ALARMA EN EL EXTREMO ORIENTE (1957), de Ronald Neame

En esta ocasión, nos encontramos ante una interesante película británica, dirigida por el hábil artesano Ronald Neame (director, años después, de aquel inusitado éxito que supuso La aventura del Poseidón), que es un impactante drama en el que se nos describe el matrimonio de dos personas que tienen puntos de vista totalmente opuestos sobre la vida y el mundo, todo ello aderezado con una trama política que a algunos puede parecer superflua pero que confiere una estimable textura a una historia que dominan de principio a fin sus intérpretes principales: el gran Peter Finch y la habitualmente muy desaprovechada Mary Ure.
Lo cierto es que es una película que nos habla de la inocencia de un hombre y de un pueblo que resultan cogidos por las turbulencias políticas de fácil respuesta que no son más que salidas hacia el futuro más próximo de toda una nación. La combinación con la diferencia de miradas hacia la vida entre dos personas que se aman irremediablemente hacen que la historia se nos presente como algo que sentimos lejos pero también muy, muy cerca. Por lo demás, la dirección de Neame destaca a través de las excelentes escenas de masas, el uso efectivo de la banda sonora y en un inesperado humanismo en todos los caracteres que jalonan este drama de sospechas, realismo social y amor desacompasado que hace que nos alistemos de forma obligada para tomar partido.
En el corazón de la película, late una vocación documentalista reflejada en las sensaciones que podemos tener al verla. No es la típica película con típicas soluciones adecuadas a nuestros sentimientos. No habrá catarsis. No habrá respuestas satisfactorias. Quizá la intención es reflejar más la vida real que una ficción realista que convierte nuestra visión en una pregunta que nos guía a través de la búsqueda de la verdad con la que convivimos todos los días de nuestra existencia.
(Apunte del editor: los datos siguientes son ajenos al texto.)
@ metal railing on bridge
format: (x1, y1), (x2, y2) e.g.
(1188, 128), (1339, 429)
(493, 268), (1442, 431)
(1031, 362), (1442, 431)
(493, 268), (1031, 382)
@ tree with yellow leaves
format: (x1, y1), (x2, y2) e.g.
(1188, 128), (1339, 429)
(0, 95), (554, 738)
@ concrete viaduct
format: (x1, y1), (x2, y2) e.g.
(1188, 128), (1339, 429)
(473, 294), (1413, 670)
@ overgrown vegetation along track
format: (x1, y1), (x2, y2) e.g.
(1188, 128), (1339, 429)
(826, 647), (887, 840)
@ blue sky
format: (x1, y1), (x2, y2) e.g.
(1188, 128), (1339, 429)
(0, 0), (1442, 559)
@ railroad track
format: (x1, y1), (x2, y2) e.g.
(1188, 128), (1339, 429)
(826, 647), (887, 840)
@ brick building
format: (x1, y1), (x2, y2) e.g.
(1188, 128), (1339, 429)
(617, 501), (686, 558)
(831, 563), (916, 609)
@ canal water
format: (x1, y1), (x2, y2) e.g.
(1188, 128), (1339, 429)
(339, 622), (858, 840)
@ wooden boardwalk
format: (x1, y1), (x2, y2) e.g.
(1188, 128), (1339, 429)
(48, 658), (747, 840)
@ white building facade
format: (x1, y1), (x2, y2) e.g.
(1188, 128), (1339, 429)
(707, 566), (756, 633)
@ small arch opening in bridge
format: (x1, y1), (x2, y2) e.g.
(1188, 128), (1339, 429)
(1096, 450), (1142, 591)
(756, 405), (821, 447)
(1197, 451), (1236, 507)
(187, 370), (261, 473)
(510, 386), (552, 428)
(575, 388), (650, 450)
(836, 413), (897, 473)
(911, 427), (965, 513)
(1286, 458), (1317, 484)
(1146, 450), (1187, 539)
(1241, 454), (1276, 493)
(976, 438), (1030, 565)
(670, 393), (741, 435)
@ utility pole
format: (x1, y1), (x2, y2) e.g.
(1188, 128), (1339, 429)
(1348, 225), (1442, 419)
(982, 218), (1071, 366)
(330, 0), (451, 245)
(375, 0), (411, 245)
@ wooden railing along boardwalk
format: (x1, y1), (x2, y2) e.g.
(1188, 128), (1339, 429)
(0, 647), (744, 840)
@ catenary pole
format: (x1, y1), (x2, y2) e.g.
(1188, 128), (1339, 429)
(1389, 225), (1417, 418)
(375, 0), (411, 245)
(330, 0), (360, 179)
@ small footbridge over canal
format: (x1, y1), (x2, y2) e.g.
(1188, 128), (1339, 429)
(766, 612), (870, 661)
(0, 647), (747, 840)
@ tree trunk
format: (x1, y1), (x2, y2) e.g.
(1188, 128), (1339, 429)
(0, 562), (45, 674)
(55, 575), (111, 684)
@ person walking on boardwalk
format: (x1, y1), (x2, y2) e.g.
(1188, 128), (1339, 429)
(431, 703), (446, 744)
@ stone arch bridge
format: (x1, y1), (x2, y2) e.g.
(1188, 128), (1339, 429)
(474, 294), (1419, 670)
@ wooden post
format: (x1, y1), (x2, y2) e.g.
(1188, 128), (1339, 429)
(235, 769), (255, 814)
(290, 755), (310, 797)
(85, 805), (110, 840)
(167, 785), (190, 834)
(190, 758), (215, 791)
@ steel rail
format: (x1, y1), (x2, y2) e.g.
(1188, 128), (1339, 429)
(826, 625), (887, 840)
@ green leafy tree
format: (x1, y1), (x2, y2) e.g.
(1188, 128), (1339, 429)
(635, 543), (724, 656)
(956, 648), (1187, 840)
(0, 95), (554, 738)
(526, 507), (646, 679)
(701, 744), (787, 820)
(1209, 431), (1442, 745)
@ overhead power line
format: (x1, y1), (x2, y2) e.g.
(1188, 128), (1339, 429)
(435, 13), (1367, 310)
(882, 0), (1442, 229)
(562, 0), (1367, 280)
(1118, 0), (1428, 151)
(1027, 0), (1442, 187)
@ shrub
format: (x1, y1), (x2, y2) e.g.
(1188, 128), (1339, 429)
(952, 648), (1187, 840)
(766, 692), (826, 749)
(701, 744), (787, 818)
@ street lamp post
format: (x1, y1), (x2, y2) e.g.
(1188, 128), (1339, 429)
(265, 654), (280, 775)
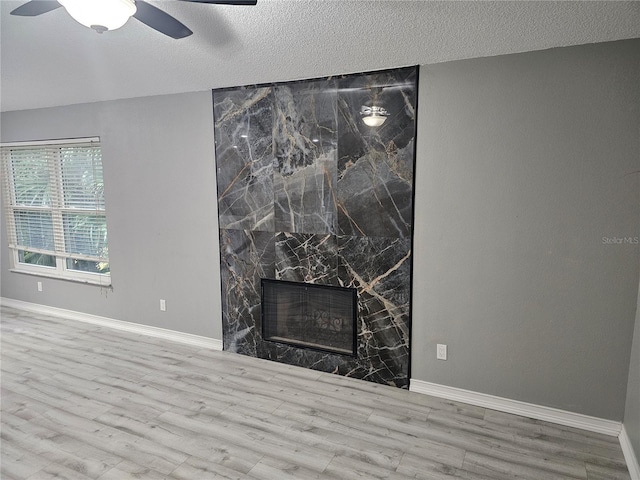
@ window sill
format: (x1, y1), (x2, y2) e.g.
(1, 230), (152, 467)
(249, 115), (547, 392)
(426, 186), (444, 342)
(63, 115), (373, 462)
(9, 268), (113, 290)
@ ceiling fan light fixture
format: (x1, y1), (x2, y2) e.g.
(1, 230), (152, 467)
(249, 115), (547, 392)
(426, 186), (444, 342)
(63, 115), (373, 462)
(59, 0), (137, 33)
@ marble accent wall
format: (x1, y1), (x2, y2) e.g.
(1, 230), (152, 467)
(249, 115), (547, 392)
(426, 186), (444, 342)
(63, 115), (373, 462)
(213, 67), (418, 388)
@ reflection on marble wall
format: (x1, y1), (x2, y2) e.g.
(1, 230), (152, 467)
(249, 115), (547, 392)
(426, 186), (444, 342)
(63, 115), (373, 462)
(213, 67), (417, 388)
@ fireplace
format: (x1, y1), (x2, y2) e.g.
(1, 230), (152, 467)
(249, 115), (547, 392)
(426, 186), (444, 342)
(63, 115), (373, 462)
(262, 278), (357, 356)
(213, 67), (418, 388)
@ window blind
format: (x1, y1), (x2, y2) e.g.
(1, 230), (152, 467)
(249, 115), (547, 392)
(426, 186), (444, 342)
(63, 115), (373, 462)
(2, 141), (109, 273)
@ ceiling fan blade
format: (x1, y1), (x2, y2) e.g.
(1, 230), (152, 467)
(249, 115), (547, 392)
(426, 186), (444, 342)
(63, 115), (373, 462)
(11, 0), (62, 17)
(181, 0), (258, 5)
(133, 0), (193, 39)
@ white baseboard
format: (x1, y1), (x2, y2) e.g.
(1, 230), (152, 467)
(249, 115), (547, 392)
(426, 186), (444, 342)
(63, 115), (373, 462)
(0, 297), (222, 350)
(618, 425), (640, 480)
(409, 379), (622, 437)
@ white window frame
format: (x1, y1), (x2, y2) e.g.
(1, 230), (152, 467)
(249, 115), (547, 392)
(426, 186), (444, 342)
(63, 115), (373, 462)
(0, 137), (111, 286)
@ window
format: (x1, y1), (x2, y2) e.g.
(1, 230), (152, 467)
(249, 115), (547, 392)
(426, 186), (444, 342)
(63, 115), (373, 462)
(2, 138), (111, 285)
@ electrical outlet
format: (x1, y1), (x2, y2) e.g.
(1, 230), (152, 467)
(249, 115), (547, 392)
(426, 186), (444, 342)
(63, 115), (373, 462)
(436, 343), (447, 360)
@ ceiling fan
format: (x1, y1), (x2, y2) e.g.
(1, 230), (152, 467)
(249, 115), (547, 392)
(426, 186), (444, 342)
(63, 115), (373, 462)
(11, 0), (257, 39)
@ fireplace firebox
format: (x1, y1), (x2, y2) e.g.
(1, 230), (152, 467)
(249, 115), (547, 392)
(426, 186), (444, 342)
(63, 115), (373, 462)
(262, 278), (358, 356)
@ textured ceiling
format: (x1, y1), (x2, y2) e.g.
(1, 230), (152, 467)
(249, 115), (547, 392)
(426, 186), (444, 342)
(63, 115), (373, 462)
(0, 0), (640, 111)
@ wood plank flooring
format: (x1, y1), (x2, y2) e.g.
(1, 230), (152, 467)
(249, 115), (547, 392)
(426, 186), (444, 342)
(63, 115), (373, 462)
(0, 307), (629, 480)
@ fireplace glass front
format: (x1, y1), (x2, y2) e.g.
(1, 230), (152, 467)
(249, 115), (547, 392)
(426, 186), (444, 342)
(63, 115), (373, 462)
(262, 279), (357, 356)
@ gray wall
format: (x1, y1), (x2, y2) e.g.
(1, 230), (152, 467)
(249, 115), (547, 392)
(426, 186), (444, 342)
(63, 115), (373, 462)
(412, 40), (640, 421)
(624, 280), (640, 460)
(0, 41), (640, 421)
(0, 92), (222, 339)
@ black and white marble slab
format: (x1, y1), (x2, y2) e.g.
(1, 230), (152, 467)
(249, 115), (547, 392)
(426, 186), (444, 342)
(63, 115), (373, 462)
(213, 67), (417, 388)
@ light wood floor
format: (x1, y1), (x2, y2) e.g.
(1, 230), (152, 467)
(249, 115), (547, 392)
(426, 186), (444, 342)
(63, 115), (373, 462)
(1, 307), (629, 480)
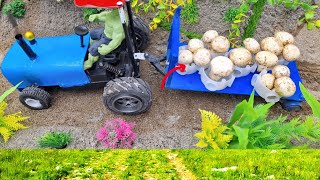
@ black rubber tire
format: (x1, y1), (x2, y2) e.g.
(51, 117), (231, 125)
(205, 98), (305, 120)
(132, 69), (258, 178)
(103, 77), (152, 115)
(133, 16), (150, 51)
(19, 87), (51, 110)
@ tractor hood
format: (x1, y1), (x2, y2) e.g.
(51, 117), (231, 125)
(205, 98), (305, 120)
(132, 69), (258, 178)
(1, 35), (90, 89)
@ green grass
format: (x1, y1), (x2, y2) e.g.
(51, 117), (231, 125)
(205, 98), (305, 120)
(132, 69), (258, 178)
(0, 150), (320, 180)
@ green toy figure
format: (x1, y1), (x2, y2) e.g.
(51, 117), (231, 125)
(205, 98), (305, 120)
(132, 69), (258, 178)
(84, 9), (125, 70)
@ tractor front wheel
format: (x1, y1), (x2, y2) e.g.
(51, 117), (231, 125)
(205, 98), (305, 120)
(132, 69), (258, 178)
(103, 77), (152, 115)
(19, 87), (51, 110)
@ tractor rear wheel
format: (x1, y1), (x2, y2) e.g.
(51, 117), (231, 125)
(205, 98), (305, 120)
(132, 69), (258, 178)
(133, 16), (150, 51)
(19, 87), (51, 110)
(103, 77), (152, 115)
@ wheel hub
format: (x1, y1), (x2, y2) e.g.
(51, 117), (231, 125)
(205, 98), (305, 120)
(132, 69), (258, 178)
(25, 98), (42, 108)
(113, 96), (142, 113)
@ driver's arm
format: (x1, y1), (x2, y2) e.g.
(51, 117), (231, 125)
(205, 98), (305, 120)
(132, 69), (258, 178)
(98, 26), (125, 56)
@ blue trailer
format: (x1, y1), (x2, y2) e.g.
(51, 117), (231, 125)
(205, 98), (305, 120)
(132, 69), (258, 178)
(165, 8), (304, 111)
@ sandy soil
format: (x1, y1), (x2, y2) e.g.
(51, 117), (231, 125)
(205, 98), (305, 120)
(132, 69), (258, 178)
(0, 0), (320, 148)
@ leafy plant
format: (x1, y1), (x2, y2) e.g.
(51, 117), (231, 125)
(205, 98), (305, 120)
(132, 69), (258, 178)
(242, 0), (267, 40)
(0, 83), (28, 142)
(181, 0), (199, 24)
(38, 132), (72, 149)
(268, 0), (320, 30)
(3, 0), (26, 18)
(132, 0), (192, 31)
(97, 118), (137, 149)
(82, 8), (103, 21)
(197, 84), (320, 149)
(228, 93), (320, 149)
(224, 3), (250, 47)
(299, 83), (320, 120)
(195, 110), (232, 149)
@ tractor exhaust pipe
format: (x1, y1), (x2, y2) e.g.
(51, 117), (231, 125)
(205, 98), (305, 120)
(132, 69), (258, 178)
(15, 34), (37, 60)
La conciencia, en muchas ocasiones, no deja de ser un enemigo a batir y luchar por lo que se ama sólo es un duelo con nuestra propia conciencia. Ahí está el punto central que sugiere un film que está bien hecho y que no deja de entrometerse en nuestro pensamiento planteando un dilema de incomodidad. Tal vez, Malasia, allí donde el mundo da la vuelta, sea una metáfora perfecta para decirnos que la sensación de intentar hacer lo correcto también puede arrinconarse en lugares muy extremos, en el mismo oriente de los sentimientos.
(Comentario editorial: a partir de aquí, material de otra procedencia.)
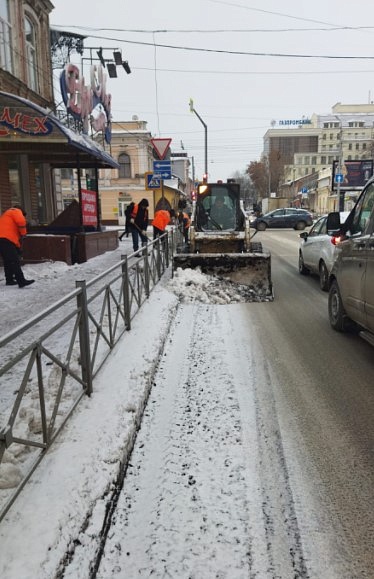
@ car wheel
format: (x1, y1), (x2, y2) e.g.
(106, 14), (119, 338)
(328, 280), (348, 332)
(299, 251), (309, 275)
(319, 261), (329, 292)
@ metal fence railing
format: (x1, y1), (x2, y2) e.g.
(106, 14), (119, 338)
(0, 228), (181, 521)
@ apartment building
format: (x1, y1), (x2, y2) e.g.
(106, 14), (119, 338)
(264, 103), (374, 211)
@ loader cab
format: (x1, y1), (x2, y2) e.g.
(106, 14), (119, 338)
(196, 183), (244, 232)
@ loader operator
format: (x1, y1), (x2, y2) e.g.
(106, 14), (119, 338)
(210, 195), (235, 229)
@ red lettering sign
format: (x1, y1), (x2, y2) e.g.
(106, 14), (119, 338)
(81, 189), (98, 227)
(0, 107), (53, 135)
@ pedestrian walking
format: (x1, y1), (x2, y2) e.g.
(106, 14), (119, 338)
(130, 199), (149, 251)
(119, 201), (135, 241)
(178, 211), (191, 244)
(0, 205), (35, 288)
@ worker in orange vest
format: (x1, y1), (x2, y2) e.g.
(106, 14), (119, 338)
(0, 205), (35, 287)
(152, 209), (174, 239)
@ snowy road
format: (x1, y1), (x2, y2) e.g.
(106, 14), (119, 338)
(0, 231), (374, 579)
(97, 304), (308, 579)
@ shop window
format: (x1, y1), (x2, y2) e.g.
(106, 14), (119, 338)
(24, 16), (38, 92)
(0, 0), (13, 73)
(118, 153), (131, 179)
(35, 165), (48, 225)
(8, 157), (24, 206)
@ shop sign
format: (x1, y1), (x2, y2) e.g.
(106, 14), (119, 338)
(0, 107), (53, 137)
(81, 189), (98, 227)
(60, 63), (112, 143)
(279, 119), (312, 126)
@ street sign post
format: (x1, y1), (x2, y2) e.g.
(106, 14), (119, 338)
(151, 139), (171, 160)
(153, 161), (171, 179)
(145, 173), (161, 191)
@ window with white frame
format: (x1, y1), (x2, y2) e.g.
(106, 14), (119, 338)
(0, 0), (13, 73)
(118, 153), (131, 179)
(24, 16), (38, 92)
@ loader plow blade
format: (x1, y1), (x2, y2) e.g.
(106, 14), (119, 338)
(173, 252), (274, 301)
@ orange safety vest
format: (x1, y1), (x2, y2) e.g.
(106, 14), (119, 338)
(0, 207), (27, 247)
(152, 209), (171, 231)
(183, 213), (191, 229)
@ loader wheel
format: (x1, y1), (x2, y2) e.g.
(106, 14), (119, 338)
(249, 242), (262, 253)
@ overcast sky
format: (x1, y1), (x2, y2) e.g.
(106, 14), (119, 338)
(50, 0), (374, 181)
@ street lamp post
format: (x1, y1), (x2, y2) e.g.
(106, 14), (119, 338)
(190, 99), (208, 176)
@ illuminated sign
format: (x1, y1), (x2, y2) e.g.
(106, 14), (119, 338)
(278, 119), (312, 126)
(60, 63), (112, 143)
(0, 107), (53, 137)
(332, 159), (373, 191)
(81, 189), (98, 227)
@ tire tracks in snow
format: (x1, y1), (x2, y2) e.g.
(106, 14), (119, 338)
(95, 304), (309, 579)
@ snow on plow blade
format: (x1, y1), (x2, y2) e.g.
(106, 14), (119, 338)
(173, 252), (274, 300)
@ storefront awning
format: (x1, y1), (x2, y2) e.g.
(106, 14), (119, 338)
(0, 92), (119, 169)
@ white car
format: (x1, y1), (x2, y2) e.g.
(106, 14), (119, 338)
(299, 211), (349, 291)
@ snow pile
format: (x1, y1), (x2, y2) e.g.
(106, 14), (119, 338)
(168, 267), (264, 304)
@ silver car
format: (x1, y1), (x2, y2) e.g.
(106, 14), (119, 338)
(327, 179), (374, 346)
(299, 211), (349, 291)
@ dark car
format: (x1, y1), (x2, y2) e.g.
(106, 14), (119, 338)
(251, 207), (313, 231)
(327, 179), (374, 346)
La película no deja de interferir en el curso normal de los acontecimientos que rodean a este médico atrapado en medio del caos, de una enfermera nativa (excelente la actuación de Natasha Parry) y de su propia esposa. Y, en ocasiones, la diplomacia de un hombre que no entiende demasiado bien el cerco de lo que ocurre no es suficiente para resolver unos problemas que se antojan pequeños para lo que está sufriendo el mundo.
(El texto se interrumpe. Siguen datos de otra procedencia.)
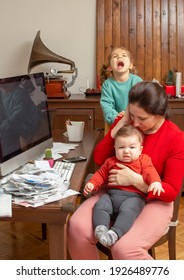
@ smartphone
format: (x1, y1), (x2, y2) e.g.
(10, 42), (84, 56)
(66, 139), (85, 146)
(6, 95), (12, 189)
(62, 156), (87, 162)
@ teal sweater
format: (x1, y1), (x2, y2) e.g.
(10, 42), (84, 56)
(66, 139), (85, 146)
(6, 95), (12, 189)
(100, 73), (142, 124)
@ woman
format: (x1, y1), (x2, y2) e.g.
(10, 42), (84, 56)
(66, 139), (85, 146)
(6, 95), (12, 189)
(68, 82), (184, 260)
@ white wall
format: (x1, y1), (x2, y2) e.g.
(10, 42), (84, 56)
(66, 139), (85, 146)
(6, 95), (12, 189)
(0, 0), (96, 93)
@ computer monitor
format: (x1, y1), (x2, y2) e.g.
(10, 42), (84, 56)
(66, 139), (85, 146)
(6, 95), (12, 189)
(0, 73), (53, 176)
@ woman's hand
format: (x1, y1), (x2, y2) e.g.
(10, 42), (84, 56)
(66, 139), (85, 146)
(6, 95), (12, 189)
(108, 163), (148, 193)
(83, 183), (94, 196)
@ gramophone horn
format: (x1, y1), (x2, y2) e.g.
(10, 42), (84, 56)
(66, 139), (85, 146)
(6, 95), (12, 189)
(28, 31), (76, 73)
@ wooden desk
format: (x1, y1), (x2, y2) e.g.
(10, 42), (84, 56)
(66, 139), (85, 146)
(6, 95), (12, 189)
(48, 94), (184, 132)
(1, 130), (99, 260)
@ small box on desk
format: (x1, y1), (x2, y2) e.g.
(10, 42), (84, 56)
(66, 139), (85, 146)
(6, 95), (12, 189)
(164, 85), (184, 97)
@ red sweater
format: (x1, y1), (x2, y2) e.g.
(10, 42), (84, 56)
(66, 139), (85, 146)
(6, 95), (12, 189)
(94, 117), (184, 202)
(89, 154), (160, 198)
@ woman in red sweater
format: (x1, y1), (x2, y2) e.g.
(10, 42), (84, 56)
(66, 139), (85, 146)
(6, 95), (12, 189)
(68, 82), (184, 260)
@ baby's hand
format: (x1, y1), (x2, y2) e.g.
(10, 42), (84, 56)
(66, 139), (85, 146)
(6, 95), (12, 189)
(83, 183), (94, 196)
(116, 111), (125, 118)
(148, 182), (165, 196)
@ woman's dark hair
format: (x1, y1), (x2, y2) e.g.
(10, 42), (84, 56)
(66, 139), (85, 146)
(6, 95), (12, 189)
(129, 82), (169, 119)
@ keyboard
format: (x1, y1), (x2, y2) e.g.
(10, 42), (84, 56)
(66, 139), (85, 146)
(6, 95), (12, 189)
(53, 161), (75, 182)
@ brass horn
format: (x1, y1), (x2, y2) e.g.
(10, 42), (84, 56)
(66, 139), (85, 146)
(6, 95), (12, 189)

Es posible que sea el momento de mirar hacia una película que, sin ser una obra maestra, invita a ser espectadores de una historia que hace que echemos un vistazo a nuestro propio interior. Puede que, incluso, lleguemos a regiones inexploradas en rincones que creíamos desiertos y que están habitados por algunos sentimientos que siempre están presentes a la hora de tomar decisiones. Al fin y a la postre, esos sentimientos son los que nos hacen querer ser hombres grandes o criaturas muy pequeñas. La elección está ahí.